Date of Award

12-2025

Document Type

Dissertation

Degree Name

Doctor of Philosophy (PhD)

Department

School of Computing

Committee Chair/Advisor

Matias Volonte

Committee Member

Andrew T. Duckowski

Committee Member

Andrew Robb

Committee Member

Nina A. Gehrer

Abstract

In an era where digital and physical realities increasingly intertwine, the perception of body image is undergoing a significant transformation. Traditional understandings of body dissatisfaction, long studied in relation to psychological distress and eating disorders, are now being reshaped by technologies such as Virtual Reality (VR), Augmented Reality (AR), and Artificially Intelligent (AI)- generated media. These technologies have introduced novel ways of experiencing and interacting with the human form, raising critical questions about their impact on self-perception and internalization of beauty standards.

As virtual representations become more prevalent in entertainment, social media, and interactive platforms, it is becoming more crucial to develop ethical, unbiased, and standardized tools for evaluating their psychological and social impact. One area of particular concern is body image, which is shaped by a complex interplay of factors including age, gender, sex, race, socioeconomic status, and cultural background. Emerging research continues to uncover disparities in body dissatisfaction across these demographics, highlighting the need for more inclusive research methodologies and tools capable of accounting for individual differences.

This dissertation introduces and validates a novel real-time AR-based evaluation system to measure body image concerns through interactions with full-body Virtual Humans (VHs). Leveraging recent advancements in Head-Mounted Displays (HMDs) and integrated eye-tracking technology, the system collects rich objective data, including first-order (fixations, saccades, dwell time) and second-order (transition matrices, gaze entropy) gaze metrics, to provide insights into visual attention patterns and implicit behaviors linked to body dissatisfaction.

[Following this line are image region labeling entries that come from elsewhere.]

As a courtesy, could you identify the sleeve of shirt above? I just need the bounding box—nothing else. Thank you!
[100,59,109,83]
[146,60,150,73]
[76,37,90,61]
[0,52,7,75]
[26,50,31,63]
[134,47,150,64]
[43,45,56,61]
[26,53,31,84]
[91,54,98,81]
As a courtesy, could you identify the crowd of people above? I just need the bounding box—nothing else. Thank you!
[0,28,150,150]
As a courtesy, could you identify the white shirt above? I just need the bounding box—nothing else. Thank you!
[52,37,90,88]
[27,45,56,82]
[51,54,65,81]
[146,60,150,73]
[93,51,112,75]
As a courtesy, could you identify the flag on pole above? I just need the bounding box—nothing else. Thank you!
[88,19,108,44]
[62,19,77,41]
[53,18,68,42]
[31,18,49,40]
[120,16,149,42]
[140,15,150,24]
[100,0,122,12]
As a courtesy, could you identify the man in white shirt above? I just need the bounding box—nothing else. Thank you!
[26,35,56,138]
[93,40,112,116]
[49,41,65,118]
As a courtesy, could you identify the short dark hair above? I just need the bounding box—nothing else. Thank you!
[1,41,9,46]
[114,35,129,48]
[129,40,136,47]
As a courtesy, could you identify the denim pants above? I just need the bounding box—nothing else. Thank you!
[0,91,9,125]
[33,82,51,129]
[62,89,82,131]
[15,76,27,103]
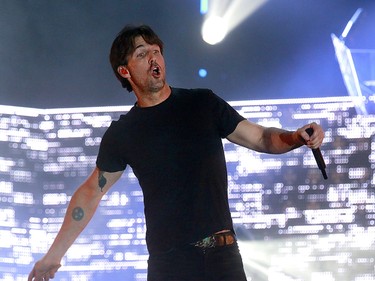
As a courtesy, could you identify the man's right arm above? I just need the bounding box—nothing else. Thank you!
[28,165,123,281]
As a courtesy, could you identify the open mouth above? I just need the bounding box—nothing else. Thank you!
[152,65,160,77]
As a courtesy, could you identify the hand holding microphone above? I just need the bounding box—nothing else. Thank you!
[305,127,328,179]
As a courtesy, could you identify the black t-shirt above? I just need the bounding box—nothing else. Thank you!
[97,88,244,253]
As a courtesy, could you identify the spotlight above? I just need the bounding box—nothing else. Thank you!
[202,16,228,45]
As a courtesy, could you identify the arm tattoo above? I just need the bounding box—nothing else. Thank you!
[98,171,107,192]
[72,207,84,221]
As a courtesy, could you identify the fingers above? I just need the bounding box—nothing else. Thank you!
[27,264,61,281]
[299,122,324,148]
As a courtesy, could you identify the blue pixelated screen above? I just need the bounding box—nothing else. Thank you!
[0,97,375,281]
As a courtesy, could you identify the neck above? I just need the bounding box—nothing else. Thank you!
[134,83,171,107]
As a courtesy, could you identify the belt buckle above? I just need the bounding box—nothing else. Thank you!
[193,235,216,249]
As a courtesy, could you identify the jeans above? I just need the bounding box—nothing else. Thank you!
[147,242,246,281]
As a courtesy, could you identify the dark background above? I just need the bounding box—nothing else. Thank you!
[0,0,375,108]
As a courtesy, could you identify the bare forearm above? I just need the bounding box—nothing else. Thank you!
[47,186,100,261]
[261,127,305,154]
[227,120,324,154]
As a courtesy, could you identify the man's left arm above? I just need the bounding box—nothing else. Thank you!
[227,120,324,154]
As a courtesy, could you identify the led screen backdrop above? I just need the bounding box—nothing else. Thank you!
[0,97,375,281]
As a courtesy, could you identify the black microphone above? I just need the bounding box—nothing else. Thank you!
[306,128,328,180]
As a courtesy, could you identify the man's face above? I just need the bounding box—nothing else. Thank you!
[120,36,165,92]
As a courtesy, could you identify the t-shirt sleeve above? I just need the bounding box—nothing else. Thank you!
[210,92,246,138]
[96,123,126,173]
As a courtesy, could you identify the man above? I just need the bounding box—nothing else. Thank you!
[29,26,324,281]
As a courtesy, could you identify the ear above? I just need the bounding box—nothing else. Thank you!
[117,65,130,78]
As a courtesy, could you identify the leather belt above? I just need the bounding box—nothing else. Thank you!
[191,231,236,249]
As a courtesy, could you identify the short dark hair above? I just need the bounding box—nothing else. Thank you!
[109,25,163,92]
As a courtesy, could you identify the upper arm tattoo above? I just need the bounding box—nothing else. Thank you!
[72,207,85,221]
[98,171,107,192]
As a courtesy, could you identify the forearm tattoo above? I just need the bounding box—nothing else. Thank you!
[98,171,107,192]
[72,207,85,221]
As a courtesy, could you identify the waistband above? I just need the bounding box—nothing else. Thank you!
[190,231,236,249]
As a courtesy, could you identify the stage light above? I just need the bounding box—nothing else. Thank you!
[201,0,267,45]
[198,68,207,78]
[202,16,228,45]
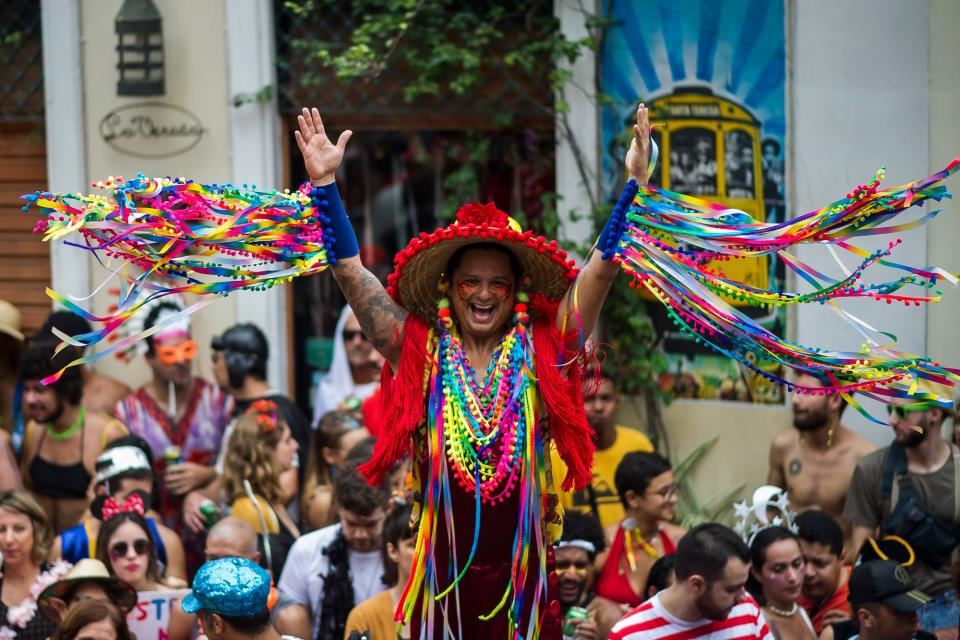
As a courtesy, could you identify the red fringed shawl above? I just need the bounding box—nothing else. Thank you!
[359,308,594,491]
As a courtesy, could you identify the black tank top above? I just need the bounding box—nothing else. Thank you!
[30,420,92,498]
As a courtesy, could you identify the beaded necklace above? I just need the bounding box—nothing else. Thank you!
[397,278,546,640]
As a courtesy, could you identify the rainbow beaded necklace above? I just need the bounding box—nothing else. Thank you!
[397,282,546,640]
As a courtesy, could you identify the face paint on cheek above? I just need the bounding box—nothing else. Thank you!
[490,282,512,302]
[457,282,479,302]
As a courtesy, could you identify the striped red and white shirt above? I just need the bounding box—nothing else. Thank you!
[610,594,773,640]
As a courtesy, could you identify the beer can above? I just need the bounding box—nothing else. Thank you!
[200,498,217,528]
[563,607,590,640]
[163,446,183,467]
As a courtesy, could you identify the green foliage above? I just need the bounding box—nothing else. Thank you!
[284,0,595,101]
[673,438,746,529]
[284,0,667,400]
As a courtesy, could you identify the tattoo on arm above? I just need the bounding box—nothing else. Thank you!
[332,259,407,364]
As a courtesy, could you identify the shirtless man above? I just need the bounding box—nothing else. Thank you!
[37,311,130,413]
[767,374,876,544]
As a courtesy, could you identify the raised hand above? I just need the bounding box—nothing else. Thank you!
[293,107,353,185]
[625,102,650,185]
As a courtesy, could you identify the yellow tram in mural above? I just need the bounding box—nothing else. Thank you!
[647,86,783,403]
[647,87,770,302]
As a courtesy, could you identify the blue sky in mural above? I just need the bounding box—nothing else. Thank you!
[600,0,786,185]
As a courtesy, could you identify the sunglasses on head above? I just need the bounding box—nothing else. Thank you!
[110,538,150,560]
[157,340,197,364]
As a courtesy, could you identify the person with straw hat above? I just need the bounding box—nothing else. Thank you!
[294,105,650,640]
[37,558,137,624]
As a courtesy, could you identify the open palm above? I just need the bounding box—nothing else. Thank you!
[625,103,650,184]
[293,107,353,182]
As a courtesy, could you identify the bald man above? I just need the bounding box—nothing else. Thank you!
[167,516,260,640]
[204,516,260,563]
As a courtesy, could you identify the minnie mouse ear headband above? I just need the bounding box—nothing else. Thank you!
[387,202,577,322]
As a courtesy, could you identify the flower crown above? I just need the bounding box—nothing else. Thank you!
[249,400,280,435]
[733,485,798,545]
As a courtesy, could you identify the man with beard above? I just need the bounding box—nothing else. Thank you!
[550,511,610,640]
[843,390,960,639]
[550,370,653,528]
[276,460,390,640]
[610,522,773,640]
[20,342,127,533]
[767,374,876,536]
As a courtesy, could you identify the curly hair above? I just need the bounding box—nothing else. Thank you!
[53,600,136,640]
[220,411,289,503]
[0,489,54,565]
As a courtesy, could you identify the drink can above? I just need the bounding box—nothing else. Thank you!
[200,498,217,528]
[163,447,183,467]
[563,607,590,640]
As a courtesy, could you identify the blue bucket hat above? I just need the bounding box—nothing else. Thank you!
[180,558,270,618]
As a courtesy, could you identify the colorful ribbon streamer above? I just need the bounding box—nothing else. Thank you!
[22,174,333,382]
[615,158,960,424]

Building on prior work involving standardized Areas of Interest (AOIs) for facial and body regions, and studies of gaze behavior across demographic concordance (e.g., race and sex) using Microsoft Rocketbox avatars, this research extends the open-source ReplEye pipeline. Developed in Unity using the Microsoft Mixed Reality Toolkit 3 (MRTK3) and Microsoft HoloLens 2 (HL2), ReplEye supports reproducible, AOI-driven analysis of eye-tracking data. The pipeline enables both researchers and novices to rapidly deploy immersive studies with rigorously defined body-based AOIs.

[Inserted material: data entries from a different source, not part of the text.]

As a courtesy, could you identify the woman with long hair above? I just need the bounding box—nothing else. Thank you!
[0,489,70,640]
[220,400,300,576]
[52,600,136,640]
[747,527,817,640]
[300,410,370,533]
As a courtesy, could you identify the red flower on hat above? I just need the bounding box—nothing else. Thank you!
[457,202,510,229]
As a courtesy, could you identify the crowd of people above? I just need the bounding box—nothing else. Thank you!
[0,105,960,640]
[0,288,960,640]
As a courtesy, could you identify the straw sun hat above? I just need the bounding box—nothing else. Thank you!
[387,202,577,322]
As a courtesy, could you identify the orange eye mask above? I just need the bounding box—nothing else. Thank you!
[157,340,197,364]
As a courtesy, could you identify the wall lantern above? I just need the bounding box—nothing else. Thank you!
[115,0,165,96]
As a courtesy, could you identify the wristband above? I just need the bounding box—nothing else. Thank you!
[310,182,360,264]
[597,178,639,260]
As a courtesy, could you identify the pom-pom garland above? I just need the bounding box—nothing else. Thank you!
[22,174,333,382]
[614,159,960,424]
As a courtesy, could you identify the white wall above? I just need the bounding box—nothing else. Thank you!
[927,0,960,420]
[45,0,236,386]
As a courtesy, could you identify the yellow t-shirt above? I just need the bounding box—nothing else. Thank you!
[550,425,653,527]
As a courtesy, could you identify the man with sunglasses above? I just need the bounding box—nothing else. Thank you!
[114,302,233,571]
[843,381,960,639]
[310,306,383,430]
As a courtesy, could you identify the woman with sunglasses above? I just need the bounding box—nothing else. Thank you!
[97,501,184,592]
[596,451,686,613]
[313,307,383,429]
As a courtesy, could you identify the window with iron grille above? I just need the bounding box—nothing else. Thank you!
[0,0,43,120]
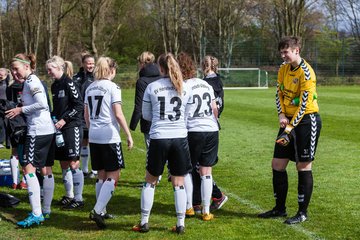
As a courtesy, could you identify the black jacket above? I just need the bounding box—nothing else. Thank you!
[0,99,27,148]
[204,74,224,117]
[51,74,84,129]
[130,63,161,133]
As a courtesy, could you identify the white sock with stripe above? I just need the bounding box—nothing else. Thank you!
[140,183,155,225]
[174,186,186,226]
[80,146,89,173]
[200,175,213,213]
[25,173,42,216]
[95,179,106,213]
[10,156,19,185]
[42,174,55,213]
[184,173,194,209]
[62,168,74,198]
[71,168,84,201]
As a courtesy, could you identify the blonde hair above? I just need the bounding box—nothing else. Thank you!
[158,53,183,95]
[10,53,36,71]
[94,57,117,80]
[46,56,74,78]
[202,55,219,76]
[137,51,155,64]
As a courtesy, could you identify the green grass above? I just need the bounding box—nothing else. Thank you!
[0,86,360,239]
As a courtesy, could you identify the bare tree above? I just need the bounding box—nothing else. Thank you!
[54,0,80,55]
[17,0,42,55]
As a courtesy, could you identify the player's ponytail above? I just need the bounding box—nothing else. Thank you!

A study is laid out that describes how this AR system can allow participants to interact with VHs under varying conditions of agency (whether they can control the avatar’s movements) and personalization (similarity of the VH’s appearance to the participant). These manipulations enable investigation of how embodiment, control, and self-resemblance influence body image. The study hypothesizes that increased personalization and agency will correlate with reduced visual scanning of traditionally scrutinized, and uniquely internalized body areas, greater self-reported body satisfaction, and improved self-esteem.

Preliminary findings and pilot testing support the system’s feasibility for future applications in body image research and intervention. The modular architecture also facilitates testing across varied body types (e.g., slimmer, curvier, more muscular), providing a flexible foundation for broader psychological exploration. Ultimately, this dissertation aims to demonstrate that interactive, personalized virtual representations can be used as a tool for intervention therapies to promote healthier body image perceptions in the age of digitization.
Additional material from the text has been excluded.